See example below on how one could shape a user called 'john_smith'
Shaping by AD Group
Sinefa traffic shaping can be configured to shape by AD Group within a policy. Use the prefix "user-group:" to shape by AD group
See example below on how one could shape a group called 'SinefaInternal'
You can apply a shaping policy to locations that don't have a Sinefa Probe deployed. Locations are defined by:
- Bandwidth Inbound
- Bandwidth Outbound
This is under Settings > Shaping > Locations
In this example we have 3 branch offices with different subnets, we want to define these locations and then any policy configured under Policies will be applied against the bandwidth value set per each location's subnet.

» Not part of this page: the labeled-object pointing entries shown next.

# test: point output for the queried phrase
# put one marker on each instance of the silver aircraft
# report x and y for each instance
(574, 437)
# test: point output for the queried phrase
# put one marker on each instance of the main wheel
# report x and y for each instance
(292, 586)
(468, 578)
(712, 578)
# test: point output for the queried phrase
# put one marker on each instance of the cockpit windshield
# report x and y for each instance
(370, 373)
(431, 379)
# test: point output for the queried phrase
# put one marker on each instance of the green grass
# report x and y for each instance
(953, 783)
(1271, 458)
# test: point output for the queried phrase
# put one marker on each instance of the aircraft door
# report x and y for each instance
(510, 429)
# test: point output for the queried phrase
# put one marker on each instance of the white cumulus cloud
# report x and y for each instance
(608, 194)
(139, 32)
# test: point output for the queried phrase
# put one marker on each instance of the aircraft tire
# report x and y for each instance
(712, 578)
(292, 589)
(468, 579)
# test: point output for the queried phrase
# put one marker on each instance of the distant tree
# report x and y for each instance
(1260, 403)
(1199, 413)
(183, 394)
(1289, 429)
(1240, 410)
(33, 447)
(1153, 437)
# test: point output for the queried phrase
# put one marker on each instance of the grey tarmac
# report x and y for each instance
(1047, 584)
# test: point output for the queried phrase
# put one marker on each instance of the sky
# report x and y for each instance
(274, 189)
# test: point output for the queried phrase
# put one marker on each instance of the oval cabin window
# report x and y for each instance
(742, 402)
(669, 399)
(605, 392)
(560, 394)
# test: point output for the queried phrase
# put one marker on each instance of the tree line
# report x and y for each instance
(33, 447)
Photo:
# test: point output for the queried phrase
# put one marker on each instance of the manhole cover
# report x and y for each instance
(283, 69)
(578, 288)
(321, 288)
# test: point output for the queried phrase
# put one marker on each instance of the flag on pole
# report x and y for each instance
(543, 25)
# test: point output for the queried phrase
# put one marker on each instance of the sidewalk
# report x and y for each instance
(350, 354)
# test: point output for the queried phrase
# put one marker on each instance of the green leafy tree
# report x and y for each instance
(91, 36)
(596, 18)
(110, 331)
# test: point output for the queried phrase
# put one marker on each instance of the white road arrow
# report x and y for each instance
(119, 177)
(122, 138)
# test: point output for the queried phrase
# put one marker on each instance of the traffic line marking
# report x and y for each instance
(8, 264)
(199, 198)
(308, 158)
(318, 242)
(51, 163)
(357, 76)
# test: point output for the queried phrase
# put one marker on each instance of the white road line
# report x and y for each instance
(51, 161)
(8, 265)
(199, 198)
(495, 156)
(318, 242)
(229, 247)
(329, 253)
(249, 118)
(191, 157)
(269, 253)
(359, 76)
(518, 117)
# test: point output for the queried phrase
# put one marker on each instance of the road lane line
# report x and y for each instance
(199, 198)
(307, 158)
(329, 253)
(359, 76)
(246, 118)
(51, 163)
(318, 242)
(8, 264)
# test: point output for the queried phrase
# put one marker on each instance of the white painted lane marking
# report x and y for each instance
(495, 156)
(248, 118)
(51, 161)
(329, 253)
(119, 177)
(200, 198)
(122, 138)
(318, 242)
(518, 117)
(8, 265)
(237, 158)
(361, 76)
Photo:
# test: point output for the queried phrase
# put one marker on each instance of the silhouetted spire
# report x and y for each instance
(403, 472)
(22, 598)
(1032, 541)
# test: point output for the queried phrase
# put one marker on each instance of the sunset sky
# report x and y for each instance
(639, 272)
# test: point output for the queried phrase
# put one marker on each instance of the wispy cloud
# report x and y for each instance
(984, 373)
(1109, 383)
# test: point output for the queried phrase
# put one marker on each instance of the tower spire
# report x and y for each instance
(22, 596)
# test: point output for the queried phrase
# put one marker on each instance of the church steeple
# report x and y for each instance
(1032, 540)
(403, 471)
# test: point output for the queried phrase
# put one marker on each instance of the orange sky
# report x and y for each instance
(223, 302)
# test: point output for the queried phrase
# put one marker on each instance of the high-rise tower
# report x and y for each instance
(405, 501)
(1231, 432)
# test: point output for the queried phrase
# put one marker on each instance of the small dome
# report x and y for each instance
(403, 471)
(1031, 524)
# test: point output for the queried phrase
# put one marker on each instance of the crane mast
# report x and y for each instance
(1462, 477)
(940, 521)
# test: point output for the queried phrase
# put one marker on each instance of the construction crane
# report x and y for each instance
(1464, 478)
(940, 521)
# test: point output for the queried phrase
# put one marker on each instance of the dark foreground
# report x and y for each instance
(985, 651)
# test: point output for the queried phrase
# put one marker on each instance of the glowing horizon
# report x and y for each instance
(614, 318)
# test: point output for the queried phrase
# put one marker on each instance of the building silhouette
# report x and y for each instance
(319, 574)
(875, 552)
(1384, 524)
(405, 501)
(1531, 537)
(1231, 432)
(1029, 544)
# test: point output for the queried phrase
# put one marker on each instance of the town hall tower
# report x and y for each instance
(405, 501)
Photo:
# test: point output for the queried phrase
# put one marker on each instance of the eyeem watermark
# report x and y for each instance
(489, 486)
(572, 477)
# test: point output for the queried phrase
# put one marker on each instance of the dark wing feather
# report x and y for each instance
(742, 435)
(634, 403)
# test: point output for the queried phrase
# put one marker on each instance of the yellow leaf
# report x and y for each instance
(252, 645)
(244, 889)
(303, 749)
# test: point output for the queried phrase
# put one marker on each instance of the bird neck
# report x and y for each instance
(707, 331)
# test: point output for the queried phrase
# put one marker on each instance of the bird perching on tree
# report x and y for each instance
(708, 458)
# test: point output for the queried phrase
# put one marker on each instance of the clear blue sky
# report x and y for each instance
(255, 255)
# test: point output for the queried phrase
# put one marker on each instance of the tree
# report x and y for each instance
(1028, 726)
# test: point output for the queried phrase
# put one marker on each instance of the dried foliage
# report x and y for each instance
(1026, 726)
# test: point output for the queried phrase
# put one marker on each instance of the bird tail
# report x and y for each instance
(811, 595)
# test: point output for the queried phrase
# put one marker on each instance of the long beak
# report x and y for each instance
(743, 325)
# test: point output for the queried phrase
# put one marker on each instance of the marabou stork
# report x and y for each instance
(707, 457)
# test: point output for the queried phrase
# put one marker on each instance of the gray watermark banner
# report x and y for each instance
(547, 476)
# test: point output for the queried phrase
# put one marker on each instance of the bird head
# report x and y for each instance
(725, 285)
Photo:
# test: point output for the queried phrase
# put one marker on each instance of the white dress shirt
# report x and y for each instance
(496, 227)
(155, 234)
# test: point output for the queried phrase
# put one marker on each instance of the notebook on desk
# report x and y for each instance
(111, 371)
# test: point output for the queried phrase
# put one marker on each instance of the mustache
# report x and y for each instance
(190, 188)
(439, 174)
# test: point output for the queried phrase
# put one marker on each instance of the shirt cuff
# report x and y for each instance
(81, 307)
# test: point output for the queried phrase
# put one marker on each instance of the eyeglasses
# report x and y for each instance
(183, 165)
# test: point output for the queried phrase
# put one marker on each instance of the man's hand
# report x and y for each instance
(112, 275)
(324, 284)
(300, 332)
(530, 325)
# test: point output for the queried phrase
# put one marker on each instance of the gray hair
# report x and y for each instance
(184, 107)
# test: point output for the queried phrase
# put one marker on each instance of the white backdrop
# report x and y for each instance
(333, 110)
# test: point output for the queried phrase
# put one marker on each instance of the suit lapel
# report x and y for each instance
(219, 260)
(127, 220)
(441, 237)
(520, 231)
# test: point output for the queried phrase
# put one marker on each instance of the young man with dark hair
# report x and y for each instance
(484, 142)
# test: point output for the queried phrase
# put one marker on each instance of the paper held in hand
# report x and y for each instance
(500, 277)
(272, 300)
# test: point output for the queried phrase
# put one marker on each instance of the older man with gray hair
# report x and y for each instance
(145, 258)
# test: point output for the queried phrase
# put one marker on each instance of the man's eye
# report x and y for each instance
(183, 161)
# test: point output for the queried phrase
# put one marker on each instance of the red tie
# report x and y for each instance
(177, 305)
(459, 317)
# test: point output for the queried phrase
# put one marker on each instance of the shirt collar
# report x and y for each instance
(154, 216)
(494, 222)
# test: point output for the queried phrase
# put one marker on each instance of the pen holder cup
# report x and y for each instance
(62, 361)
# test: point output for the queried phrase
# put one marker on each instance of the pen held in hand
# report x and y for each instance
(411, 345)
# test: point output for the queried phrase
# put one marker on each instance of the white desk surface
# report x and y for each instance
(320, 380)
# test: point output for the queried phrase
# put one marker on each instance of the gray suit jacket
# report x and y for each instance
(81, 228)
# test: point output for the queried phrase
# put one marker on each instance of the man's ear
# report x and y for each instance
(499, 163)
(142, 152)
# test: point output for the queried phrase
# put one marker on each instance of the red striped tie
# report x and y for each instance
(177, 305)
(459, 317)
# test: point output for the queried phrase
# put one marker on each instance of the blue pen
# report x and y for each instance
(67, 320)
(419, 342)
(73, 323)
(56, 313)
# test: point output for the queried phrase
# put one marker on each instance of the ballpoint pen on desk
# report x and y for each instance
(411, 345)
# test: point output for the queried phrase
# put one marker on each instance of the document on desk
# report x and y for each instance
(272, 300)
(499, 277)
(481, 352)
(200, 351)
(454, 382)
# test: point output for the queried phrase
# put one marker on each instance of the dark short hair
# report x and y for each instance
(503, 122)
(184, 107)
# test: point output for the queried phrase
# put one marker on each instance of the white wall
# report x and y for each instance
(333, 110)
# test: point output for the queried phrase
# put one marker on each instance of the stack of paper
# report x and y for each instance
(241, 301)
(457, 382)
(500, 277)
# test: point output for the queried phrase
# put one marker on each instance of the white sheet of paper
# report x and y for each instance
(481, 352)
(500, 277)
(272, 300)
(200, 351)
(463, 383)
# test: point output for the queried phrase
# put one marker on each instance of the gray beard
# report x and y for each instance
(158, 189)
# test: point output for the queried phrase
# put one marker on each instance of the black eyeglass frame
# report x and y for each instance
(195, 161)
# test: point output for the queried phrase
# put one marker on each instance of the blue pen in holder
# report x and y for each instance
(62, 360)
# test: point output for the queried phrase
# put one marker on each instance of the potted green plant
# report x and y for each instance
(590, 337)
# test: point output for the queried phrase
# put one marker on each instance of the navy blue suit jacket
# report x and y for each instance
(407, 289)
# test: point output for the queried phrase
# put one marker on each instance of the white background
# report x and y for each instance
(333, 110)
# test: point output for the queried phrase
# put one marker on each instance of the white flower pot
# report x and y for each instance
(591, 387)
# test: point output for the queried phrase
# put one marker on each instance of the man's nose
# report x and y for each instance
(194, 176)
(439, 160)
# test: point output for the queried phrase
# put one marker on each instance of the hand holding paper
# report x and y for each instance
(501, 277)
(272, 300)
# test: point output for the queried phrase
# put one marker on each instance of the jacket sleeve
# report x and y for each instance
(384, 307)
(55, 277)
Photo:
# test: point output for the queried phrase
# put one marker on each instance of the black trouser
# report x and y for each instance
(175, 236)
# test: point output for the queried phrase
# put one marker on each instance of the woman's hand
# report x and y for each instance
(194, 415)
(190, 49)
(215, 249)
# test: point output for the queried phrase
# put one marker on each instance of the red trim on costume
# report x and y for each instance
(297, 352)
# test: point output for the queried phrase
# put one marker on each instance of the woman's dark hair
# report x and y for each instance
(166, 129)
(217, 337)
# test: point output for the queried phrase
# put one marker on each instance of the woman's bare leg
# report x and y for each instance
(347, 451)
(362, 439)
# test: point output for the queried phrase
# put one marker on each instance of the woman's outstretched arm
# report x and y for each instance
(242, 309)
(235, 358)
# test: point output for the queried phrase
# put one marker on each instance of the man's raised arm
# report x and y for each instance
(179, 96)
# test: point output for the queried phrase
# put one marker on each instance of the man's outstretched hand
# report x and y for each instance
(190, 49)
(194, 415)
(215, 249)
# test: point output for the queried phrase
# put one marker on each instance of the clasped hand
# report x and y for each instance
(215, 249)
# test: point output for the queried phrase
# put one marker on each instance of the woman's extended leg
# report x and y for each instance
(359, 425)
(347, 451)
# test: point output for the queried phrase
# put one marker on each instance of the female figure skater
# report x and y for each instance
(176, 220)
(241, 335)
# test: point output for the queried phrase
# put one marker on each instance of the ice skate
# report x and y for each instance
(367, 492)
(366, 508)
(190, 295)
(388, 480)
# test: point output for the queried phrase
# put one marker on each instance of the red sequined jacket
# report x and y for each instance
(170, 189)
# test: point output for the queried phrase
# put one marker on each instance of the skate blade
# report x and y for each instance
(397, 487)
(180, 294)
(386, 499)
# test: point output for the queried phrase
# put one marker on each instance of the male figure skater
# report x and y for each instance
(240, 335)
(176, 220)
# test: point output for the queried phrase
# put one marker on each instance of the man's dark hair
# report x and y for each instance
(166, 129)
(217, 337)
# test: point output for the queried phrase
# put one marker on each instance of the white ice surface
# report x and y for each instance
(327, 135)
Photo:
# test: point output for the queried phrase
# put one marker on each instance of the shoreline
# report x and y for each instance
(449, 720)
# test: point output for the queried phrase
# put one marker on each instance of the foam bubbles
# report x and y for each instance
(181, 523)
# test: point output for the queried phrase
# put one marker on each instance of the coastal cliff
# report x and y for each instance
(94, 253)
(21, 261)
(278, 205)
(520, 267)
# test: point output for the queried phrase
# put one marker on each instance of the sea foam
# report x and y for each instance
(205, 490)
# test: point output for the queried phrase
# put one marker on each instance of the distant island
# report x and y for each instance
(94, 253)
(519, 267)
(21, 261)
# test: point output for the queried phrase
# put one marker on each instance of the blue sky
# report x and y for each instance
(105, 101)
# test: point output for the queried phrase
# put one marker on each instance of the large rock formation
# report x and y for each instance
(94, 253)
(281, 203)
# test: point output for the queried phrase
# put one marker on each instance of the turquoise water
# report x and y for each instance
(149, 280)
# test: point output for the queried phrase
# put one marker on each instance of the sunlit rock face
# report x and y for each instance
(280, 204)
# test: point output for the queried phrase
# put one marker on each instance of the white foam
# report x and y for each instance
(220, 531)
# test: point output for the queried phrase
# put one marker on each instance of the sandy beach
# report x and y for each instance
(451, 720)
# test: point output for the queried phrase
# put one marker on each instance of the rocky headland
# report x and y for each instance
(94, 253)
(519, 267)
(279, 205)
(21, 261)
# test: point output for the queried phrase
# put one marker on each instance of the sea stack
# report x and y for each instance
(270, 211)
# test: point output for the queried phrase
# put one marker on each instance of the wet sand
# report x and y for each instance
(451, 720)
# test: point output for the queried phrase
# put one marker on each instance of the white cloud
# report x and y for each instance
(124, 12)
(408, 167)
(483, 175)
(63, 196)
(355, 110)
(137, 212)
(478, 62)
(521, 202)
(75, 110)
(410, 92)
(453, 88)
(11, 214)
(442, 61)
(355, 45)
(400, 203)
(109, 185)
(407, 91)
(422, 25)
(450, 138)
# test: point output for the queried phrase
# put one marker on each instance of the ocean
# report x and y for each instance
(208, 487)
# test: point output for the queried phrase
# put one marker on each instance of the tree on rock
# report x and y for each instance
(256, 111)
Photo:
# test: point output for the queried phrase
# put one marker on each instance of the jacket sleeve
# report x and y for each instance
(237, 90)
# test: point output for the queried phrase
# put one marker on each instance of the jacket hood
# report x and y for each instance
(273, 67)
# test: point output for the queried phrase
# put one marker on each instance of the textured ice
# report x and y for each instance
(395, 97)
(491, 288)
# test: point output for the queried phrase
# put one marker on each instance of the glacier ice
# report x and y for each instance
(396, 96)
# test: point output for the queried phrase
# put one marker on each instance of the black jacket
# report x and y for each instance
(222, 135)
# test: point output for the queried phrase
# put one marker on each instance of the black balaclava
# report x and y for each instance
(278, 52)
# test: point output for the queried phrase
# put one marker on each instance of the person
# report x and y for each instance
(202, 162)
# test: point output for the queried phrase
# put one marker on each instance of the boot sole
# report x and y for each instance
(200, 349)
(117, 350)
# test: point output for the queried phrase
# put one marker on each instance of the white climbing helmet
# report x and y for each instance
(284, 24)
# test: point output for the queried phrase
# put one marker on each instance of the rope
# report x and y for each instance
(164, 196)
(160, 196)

Ignore rules are evaluated first, then block rules. When traffic shaping policies are applied, the most specific definitions are evaluated first. The order in which definitions are evaluated against the traffic is:
|Ignore||Traffic Shaping rules do not get applied to this application/definition|
|Block||Once applied, End users will be unable to use what's defined (i.e. Facebook, Youtube, etc.)|
|Shape||IP address/host or most specific subnet address (e.g. 192.168.0.124/32)|
|Shape||Least specific subnet address (e.g. 192.168.0.0/16)|
|Shape||Application (e.g. Facebook)|
|Shape||Application Group (e.g. "All Software Updates")|
|Catch All||(i.e. All Other Traffic)|
IPv6 addresses/subnets can be added to the policies in the same way as IPv4, either as a single address or as a subnet (but not as a range).
Shaping / Blocking traffic from the Probe itself
The Probe can block traffic going through it once the block policy has been applied. Traffic from the Probe itself will not be shaped or blocked, unless the Sinefa Probe is using a management port and traffic is coming back through the bridge port.